The exact mechanism of zinc in acne treatment is poorly understood. However, zinc is considered to act directly on microbial inflammatory equilibrium and facilitate antibiotic absorption when used in combination with other agents. Topical zinc alone as well as in combination with other agents may be efficacious because of its anti-inflammatory activity and ability to reduce P. acnes bacteria by the inhibition of P. acnes lipases and free fatty acid levels .

Dosage

Ketafung Z Plus dosage

Oral-

Fungal infections:

Adult: 200 mg once daily; may increase to 400 mg once daily if clinical response is insufficient. Continue treatment until symptoms have cleared and cultures have become negative.
Child: ≥2 yr 3.3-6.6 mg/kg once daily. Treatment duration: 1-2 wk for candidiasis; at least 4 wk in recalcitrant dermatophyte infections and up to 6 mth for other systemic mycoses.
Elderly: No dosage adjustment needed.

Topical (Adult)-

Pityriasis versicolor, Skin fungal infections:

As 2% cream: Apply 1-2 times daily to cover affected and surrounding area until at least a few days after disappearance of symptoms.
As 2% shampoo: Apply on scalp once daily for up to 5 days. For prophylaxis: As 2% shampoo, use once daily for a max of 3 days before exposure to sunlight.

Seborrhoeic dermatitis:

As 2% foam: Apply to the affected area bid for 4 wk.
As 1 or 2% shampoo: Apply on the scalp twice wkly for 2-4 wk. For prophylaxis: As 2% shampoo, use once every 1-2 wk.

Duration of Treatment

Pityriasis versicolor: 1 to 6 weeks
Dermatomycoses: 2 to 8 weeks
Onychomycoses: 1 to 12 months
Mycoses of hair and scalp: 1 to 2 months
Chronic mucocutaneous candidiasis : 1 to 12 months
Oral mycoses: 5 to 10 days
Systemic candidiasis: 1 to 2 months
Paracoccidioidomycosis,histoplasmosis
and other systemic mycosis: 1 month to 2 years

Side Effects

Ketoconazole is very well tolerated. Nausea and itching may occasionally occur. In some patients, an idosyncratic liver reaction may occur (incidence 1 : 10,000).

Toxicity

Symptoms of overdose include acute liver injury, which may include both hepatocellular and cholestatic injury, accompanied by anorexia, fatigue, nausea, and jaundice. In case of overdose, gastric lavage with activated charcoal may be used if within one hour of ketoconazole ingestion otherwise provide supportive care. If the patient shows signs of adrenal insufficiency, administer 100 mg hydrocortisone once together with saline and glucose infusion and monitor the patient closely. Blood pressure and fluid and electrolyte balance should be monitored over the next few days.

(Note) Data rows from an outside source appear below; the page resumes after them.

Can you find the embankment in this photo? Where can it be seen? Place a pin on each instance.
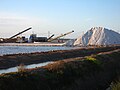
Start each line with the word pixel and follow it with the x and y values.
pixel 13 60
pixel 94 72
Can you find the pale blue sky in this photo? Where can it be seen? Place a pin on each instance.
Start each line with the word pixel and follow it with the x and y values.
pixel 57 16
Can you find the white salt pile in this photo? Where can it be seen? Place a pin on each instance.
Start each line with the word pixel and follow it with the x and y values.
pixel 98 36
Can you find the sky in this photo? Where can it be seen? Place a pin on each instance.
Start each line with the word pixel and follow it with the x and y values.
pixel 57 16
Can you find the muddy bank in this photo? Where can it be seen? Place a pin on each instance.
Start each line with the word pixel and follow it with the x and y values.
pixel 8 61
pixel 88 73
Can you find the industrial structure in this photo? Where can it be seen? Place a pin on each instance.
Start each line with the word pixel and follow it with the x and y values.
pixel 33 38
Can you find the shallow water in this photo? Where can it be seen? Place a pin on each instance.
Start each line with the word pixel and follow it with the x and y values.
pixel 29 49
pixel 15 69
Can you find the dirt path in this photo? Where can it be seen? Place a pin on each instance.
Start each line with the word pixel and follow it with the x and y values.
pixel 8 61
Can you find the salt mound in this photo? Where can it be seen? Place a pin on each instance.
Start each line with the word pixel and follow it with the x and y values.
pixel 98 36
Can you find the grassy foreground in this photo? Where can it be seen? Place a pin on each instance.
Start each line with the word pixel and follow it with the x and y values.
pixel 95 72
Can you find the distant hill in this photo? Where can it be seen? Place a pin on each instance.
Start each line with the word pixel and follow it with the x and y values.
pixel 98 36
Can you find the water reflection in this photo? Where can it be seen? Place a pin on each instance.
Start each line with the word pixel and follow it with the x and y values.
pixel 15 69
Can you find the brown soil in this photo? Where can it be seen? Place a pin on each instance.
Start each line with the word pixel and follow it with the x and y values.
pixel 13 60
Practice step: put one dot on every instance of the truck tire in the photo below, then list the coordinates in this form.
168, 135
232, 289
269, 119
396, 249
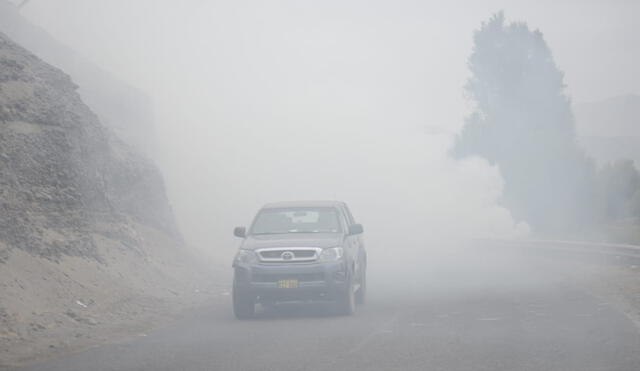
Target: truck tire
346, 303
361, 294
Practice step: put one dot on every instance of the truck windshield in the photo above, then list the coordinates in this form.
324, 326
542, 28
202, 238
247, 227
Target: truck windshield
297, 220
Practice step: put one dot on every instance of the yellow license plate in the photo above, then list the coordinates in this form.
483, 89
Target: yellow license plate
288, 284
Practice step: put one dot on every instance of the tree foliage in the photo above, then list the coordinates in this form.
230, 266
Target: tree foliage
523, 123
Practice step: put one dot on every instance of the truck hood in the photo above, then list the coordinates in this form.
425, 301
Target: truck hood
293, 240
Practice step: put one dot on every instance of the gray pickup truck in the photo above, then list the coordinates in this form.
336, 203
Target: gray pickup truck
300, 251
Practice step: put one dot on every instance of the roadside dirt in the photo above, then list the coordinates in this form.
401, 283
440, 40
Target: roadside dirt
50, 308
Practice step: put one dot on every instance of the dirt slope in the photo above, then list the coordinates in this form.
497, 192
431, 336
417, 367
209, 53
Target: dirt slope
89, 248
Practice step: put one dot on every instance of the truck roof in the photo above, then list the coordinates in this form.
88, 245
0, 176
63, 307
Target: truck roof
285, 204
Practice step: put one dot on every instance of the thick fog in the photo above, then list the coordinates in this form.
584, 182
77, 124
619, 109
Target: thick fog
358, 101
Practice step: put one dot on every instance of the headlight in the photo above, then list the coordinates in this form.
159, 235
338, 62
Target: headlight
245, 257
331, 254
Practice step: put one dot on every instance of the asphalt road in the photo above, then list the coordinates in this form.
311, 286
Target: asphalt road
481, 313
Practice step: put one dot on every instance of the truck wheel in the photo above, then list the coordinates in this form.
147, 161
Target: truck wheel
346, 303
243, 305
361, 294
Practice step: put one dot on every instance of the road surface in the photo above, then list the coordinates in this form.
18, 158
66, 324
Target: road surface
459, 313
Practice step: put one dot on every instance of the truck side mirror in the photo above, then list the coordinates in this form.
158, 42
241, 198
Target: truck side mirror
355, 229
240, 232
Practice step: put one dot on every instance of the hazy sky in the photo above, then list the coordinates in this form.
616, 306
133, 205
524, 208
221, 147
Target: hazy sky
265, 100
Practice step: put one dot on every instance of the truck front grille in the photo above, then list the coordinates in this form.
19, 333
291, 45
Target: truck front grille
302, 277
289, 255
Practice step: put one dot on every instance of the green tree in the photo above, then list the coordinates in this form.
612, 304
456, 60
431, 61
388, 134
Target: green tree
523, 123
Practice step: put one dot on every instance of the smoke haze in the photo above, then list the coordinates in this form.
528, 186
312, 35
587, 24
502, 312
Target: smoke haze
357, 101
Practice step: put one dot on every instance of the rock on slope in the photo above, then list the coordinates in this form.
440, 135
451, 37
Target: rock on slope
88, 242
119, 106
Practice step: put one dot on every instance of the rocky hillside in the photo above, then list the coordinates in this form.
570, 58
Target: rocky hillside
63, 176
88, 242
121, 107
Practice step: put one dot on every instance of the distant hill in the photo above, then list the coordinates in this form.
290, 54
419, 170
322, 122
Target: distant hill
121, 107
610, 129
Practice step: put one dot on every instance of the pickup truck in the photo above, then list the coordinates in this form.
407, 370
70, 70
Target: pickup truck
300, 251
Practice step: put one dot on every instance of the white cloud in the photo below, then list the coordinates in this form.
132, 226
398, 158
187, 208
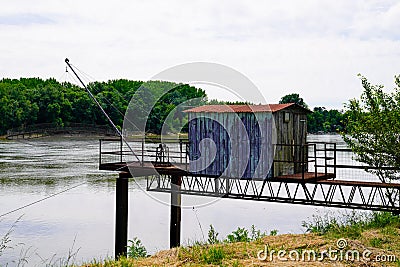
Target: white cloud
315, 48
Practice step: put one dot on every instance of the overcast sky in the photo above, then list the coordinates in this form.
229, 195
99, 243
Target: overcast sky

The 50% lethal dose for TTO in a rat model is 1.9 to 2.6 mL/kg, and doses ≤1.5 g/kg was associated with ataxia and lethargy. Dermal patches containing 10% of tea tree oil was not associated with any irritant reactions. Topically-applied tea tree oil rarely causes systemic toxicity . Dermal application of approximately 120 ml of undiluted tea tree oil to three cats with shaved but intact skin resulted in symptoms of hypothermia, uncoordination, dehydration, and trembling and in the death of one of the cats .

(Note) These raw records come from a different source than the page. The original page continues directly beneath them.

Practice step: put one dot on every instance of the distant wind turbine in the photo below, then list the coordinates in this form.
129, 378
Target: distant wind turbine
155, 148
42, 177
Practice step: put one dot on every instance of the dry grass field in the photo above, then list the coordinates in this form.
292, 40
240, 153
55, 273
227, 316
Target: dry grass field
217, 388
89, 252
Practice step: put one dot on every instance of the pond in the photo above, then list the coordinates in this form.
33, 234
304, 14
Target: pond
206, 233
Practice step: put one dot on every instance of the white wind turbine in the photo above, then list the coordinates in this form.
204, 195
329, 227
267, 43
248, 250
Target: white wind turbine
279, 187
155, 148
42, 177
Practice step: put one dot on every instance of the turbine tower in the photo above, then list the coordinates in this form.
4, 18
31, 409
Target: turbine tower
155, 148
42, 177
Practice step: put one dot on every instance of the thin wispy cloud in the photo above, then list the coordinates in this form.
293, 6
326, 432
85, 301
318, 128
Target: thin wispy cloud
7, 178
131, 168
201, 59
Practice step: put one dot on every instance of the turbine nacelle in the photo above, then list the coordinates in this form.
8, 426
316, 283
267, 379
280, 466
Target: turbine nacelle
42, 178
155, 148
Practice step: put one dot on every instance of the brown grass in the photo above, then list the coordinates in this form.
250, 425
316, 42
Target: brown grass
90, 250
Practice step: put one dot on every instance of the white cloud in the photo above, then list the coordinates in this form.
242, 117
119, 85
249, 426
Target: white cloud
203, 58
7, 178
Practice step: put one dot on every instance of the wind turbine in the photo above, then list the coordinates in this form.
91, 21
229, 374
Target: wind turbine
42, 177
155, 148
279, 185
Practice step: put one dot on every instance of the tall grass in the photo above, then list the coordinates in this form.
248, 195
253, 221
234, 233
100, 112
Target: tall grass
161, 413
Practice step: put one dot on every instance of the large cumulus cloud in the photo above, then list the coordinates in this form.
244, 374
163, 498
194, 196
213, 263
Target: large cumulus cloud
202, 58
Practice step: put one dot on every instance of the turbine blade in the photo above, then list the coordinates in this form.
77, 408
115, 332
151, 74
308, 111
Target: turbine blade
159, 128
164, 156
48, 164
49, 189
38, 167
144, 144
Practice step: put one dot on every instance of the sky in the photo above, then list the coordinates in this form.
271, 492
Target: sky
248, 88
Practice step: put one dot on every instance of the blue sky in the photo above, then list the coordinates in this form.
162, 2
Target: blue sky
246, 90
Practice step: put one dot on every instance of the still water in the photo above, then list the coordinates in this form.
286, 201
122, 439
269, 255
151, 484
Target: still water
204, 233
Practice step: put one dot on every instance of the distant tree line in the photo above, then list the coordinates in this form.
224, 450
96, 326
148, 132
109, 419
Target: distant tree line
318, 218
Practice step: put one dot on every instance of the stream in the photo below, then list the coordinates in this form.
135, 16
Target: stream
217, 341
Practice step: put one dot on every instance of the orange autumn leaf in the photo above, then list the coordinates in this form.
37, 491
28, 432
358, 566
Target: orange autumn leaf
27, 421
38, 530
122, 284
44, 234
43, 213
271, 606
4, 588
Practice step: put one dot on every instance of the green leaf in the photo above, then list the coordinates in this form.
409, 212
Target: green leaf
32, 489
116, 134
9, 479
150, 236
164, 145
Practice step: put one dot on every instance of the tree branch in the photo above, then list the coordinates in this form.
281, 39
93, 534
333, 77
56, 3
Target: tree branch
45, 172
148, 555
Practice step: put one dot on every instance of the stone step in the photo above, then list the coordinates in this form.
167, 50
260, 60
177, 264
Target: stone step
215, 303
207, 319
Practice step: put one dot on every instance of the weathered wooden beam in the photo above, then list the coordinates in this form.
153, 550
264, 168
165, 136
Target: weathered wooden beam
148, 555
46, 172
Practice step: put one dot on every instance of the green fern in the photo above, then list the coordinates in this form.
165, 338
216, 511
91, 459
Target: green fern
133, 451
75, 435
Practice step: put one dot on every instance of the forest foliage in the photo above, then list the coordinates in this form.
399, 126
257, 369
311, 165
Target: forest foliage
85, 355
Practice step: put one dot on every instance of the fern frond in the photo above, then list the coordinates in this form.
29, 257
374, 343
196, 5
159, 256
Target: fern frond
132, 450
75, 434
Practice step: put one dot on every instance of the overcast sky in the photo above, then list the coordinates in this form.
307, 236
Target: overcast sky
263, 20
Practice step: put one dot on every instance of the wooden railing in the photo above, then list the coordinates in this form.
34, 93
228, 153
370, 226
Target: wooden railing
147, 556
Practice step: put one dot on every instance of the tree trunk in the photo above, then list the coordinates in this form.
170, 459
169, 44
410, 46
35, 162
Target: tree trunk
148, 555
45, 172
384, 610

According to the Toxnet database of the U.S. National Library of Medicine, the oral LD50 for zinc is close to 3 g/kg body weight, more than 10-fold higher than cadmium and 50-fold higher than mercury .

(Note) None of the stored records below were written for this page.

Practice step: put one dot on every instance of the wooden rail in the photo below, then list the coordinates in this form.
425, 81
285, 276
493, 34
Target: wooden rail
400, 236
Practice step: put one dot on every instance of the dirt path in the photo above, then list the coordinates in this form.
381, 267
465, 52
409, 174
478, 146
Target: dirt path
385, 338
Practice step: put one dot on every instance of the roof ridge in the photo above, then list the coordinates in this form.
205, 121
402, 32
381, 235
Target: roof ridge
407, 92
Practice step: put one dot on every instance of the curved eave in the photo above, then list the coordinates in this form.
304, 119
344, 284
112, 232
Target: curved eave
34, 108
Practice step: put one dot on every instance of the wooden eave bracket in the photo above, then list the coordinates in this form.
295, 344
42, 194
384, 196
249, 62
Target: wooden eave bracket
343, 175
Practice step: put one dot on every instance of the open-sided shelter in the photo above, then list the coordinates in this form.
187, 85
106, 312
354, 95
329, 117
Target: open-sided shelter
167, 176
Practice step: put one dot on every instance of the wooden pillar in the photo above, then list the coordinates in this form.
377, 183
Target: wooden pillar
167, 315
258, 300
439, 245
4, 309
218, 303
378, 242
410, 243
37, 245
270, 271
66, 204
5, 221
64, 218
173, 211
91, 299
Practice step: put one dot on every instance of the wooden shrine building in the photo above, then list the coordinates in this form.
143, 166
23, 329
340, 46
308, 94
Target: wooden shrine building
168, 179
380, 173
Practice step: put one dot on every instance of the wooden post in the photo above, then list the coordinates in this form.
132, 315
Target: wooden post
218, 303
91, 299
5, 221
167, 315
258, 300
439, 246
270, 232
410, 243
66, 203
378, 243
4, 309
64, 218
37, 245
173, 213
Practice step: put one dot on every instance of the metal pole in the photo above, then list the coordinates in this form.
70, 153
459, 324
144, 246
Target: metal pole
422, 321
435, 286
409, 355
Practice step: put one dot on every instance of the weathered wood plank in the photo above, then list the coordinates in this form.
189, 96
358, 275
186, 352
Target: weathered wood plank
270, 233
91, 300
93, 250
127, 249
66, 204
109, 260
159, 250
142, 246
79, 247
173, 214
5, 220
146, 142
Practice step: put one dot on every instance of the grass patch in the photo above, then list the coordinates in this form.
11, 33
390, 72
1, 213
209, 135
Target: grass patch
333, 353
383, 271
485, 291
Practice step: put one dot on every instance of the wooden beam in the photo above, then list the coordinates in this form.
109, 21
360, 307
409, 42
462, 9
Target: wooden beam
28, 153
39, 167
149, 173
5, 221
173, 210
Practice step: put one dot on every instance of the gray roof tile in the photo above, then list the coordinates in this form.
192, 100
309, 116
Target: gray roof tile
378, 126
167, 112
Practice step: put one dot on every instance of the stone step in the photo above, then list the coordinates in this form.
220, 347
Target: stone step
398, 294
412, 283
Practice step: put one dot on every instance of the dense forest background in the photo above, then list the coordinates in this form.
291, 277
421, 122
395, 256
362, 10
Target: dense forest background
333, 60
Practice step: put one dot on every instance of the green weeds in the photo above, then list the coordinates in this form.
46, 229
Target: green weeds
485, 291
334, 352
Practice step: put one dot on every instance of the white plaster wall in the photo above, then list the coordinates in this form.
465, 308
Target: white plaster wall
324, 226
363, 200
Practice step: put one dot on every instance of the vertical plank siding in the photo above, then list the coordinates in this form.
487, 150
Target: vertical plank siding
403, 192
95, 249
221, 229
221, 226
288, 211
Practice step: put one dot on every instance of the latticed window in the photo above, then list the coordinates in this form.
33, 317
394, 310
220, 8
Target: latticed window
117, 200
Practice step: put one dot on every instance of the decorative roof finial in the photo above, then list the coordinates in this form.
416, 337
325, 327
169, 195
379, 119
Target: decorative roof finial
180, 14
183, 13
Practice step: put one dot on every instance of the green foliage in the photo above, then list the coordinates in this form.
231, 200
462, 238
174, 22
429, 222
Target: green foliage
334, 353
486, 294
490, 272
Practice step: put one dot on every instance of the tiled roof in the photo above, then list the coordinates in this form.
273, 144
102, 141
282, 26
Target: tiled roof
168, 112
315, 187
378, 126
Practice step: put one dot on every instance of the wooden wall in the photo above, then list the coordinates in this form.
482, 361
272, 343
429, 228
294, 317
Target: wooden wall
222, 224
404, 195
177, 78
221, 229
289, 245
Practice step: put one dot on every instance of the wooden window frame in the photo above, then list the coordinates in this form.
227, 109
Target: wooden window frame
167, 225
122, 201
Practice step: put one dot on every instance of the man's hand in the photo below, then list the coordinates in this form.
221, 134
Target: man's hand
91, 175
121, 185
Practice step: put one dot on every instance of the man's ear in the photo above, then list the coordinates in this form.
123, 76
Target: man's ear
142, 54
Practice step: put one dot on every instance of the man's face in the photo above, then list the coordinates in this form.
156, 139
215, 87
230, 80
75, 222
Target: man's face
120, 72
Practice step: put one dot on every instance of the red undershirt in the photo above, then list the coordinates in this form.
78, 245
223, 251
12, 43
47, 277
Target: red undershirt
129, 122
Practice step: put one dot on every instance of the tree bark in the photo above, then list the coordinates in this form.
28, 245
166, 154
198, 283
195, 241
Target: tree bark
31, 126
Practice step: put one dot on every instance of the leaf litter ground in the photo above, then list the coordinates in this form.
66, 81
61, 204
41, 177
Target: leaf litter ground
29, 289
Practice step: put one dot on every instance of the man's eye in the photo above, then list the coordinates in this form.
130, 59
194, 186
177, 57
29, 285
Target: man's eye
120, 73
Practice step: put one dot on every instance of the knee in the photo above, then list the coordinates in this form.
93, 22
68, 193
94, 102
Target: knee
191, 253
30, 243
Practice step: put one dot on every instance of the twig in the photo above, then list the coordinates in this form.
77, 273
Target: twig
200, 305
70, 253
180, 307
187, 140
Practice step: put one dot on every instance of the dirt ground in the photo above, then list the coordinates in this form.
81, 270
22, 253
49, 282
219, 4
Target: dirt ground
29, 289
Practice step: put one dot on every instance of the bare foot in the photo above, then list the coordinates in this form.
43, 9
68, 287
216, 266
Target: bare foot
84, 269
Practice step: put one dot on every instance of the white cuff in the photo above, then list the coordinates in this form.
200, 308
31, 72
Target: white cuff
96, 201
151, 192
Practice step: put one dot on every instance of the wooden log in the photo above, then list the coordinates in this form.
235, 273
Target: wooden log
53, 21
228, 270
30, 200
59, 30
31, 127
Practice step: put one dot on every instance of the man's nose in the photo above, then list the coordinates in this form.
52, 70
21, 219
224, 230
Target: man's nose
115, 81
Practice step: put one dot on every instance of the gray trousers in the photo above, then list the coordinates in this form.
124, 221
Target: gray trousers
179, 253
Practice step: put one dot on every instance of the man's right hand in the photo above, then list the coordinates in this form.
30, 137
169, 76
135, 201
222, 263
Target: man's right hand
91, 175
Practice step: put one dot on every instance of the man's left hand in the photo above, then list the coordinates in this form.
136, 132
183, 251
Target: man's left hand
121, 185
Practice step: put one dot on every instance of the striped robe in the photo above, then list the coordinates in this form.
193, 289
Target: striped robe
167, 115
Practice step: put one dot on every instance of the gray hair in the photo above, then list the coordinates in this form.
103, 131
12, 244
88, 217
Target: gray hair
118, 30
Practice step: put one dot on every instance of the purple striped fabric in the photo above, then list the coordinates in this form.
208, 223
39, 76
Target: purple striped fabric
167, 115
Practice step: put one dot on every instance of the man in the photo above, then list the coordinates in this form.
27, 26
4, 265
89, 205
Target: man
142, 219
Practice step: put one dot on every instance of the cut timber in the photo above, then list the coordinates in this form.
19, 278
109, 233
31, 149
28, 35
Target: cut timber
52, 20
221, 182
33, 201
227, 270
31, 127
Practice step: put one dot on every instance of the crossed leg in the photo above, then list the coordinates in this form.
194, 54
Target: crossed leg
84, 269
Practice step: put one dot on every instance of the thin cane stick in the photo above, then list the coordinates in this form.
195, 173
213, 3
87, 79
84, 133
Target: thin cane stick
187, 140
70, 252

The LD50 values of several zinc compounds (ranging from 186 to 623 mg zinc/kg/day) have been measured in rats and mice .

Precaution

Predisposition to adrenocortical insufficiency. Admin with acidic drink in patients with achlorhydria. Pregnancy and lactation.

Interaction

Reduced absorption with antimuscarinics, antacids, H2-blockers, PPIs and sucralfate. Reduced plasma concentrations with rifampicin, isoniazid, efavirenz, nevirapine, phenytoin. May also reduce concentrations of isoniazid and rifampicin. May reduce efficacy of oral contraceptives. May increase serum levels of CYP3A4 substrates e.g. digoxin, oral anticoagulants, sildenafil, tacrolimus.

Volume of Distribution

Ketoconazole has an estimated volume of distribution of 25.41 L or 0.36 L/kg. It distributes widely among the tissues, reaching effective concentrations in the skin, tendons, tears, and saliva. Distribution to vaginal tissue produces concentrations 2.4 times lower than plasma. Penetration into the CNS, bone, and seminal fluid are minimal. Ketoconazole has been found to enter the breast milk and cross the placenta in animal studies.